Bus-ting a Gut: The Best Bus Jokes to Brighten Your Day

1. Why did the bus driver lose his job? He didn’t know how to take a turn.
2. What do you call a bus full of shrimp? A prawn’s port.
3. Why did the bus go to the doctor? It had a terminal illness.
4. What do you call a bus made out of bread? A crumby ride.
5. Why did the bus break up with the bicycle? It couldn’t handle the pedal on the metal.
6. What do you call a bus with a broken steering wheel? A bus-ted.
7. Why was the bus driver good at soccer? He knew how to park the bus.
8. What do you call a bus full of guitars? A jam session.
9. Why did the bus apologize? It had a sudden change of lane-guage.
10. What do you call a bus that can’t sing? A flat tire.

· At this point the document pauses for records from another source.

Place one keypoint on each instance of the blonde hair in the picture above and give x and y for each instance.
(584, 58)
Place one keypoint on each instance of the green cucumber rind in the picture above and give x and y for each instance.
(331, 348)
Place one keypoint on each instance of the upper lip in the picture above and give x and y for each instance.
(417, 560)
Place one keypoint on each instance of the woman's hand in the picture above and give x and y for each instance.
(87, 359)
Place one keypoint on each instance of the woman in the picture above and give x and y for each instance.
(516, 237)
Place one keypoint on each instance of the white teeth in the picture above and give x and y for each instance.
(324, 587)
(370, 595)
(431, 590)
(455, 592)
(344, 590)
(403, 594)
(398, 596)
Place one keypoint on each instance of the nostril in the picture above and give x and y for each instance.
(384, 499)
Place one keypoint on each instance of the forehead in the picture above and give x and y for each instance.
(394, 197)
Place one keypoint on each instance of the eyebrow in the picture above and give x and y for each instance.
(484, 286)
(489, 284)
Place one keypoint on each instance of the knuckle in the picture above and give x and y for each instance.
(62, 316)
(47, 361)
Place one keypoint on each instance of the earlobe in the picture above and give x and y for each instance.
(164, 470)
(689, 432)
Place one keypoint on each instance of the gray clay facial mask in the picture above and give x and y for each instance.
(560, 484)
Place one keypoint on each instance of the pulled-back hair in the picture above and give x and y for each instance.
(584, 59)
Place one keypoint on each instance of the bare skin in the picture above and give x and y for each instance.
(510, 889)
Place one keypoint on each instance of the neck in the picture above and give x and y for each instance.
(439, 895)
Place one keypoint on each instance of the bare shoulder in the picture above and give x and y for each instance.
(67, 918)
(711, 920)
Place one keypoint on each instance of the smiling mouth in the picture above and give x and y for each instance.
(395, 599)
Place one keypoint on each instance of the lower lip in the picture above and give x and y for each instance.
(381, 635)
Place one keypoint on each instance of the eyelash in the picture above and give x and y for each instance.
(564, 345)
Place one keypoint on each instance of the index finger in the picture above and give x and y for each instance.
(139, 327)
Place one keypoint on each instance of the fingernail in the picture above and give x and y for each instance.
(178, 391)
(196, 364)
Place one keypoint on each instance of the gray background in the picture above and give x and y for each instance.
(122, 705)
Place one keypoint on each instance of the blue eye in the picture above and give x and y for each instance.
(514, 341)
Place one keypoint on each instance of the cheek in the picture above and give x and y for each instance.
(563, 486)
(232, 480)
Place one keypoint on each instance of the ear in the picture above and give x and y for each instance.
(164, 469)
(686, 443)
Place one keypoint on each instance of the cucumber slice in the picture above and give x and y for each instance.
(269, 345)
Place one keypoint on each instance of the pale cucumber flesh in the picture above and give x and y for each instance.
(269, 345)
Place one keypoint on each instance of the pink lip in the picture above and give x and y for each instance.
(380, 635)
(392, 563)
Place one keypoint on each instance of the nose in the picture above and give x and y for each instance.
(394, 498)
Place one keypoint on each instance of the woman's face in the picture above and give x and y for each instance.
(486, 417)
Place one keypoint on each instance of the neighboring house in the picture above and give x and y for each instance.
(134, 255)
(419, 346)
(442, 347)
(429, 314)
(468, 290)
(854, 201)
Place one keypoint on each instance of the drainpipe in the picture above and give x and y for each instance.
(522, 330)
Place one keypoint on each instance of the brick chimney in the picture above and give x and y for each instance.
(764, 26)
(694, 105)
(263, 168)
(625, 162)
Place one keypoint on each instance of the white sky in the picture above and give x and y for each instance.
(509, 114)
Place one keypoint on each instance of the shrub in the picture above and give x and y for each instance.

Next Stop: Comedy Central! The Funniest Bus Jokes That Will Leave You Laughing

1. Why did the bus have such bad breath? It never stopped to brush its wheels.
2. What do you call a bus driver who tells jokes? A pun-dit.
3. Why did the bus blush? It saw the naked street.
4. What do you call a bus that can swim? A flotation device.
5. Why was the bus driver always happy? He had lots of drive.
6. What do you call a bus driver with no sense of direction? Lost in transit.
7. Why did the bus go to space? It wanted to explore new bus-stops.
8. What do you call a bus with a hangover? Groan transit.
9. Why did the bus go to a comedy show? It wanted to work on its stand-up routine.
10. What do you call a bus full of elephants? A pachyderm parade.

Steering Towards Silliness: 10 Side-Splitting Bus Jokes for Your Amusement

1. Why did the bus break up with the train? It was tired of carrying baggage.
2. What did the bus say to the car? Move a-site, I’ve got places to be.
3. Why did the bus driver become a barber? He enjoyed giving people the buzz cut.
4. What do you call a bus with a broken door? Ajar-din bus.
5. Why did the bus turn down the invitation? It wanted to stay grounded.
6. What do you call a bus full of mystery writers? A novel bus experience.
7. Why did the bus driver go to school? He wanted to brush up on his stops.
8. What do you call a bus driver in a tornado? A twister-goer.
9. Why did the bus get a parking ticket? It was parked in a no-stopping zone.
10. What do you call a bus that tells stories? On the road narrative.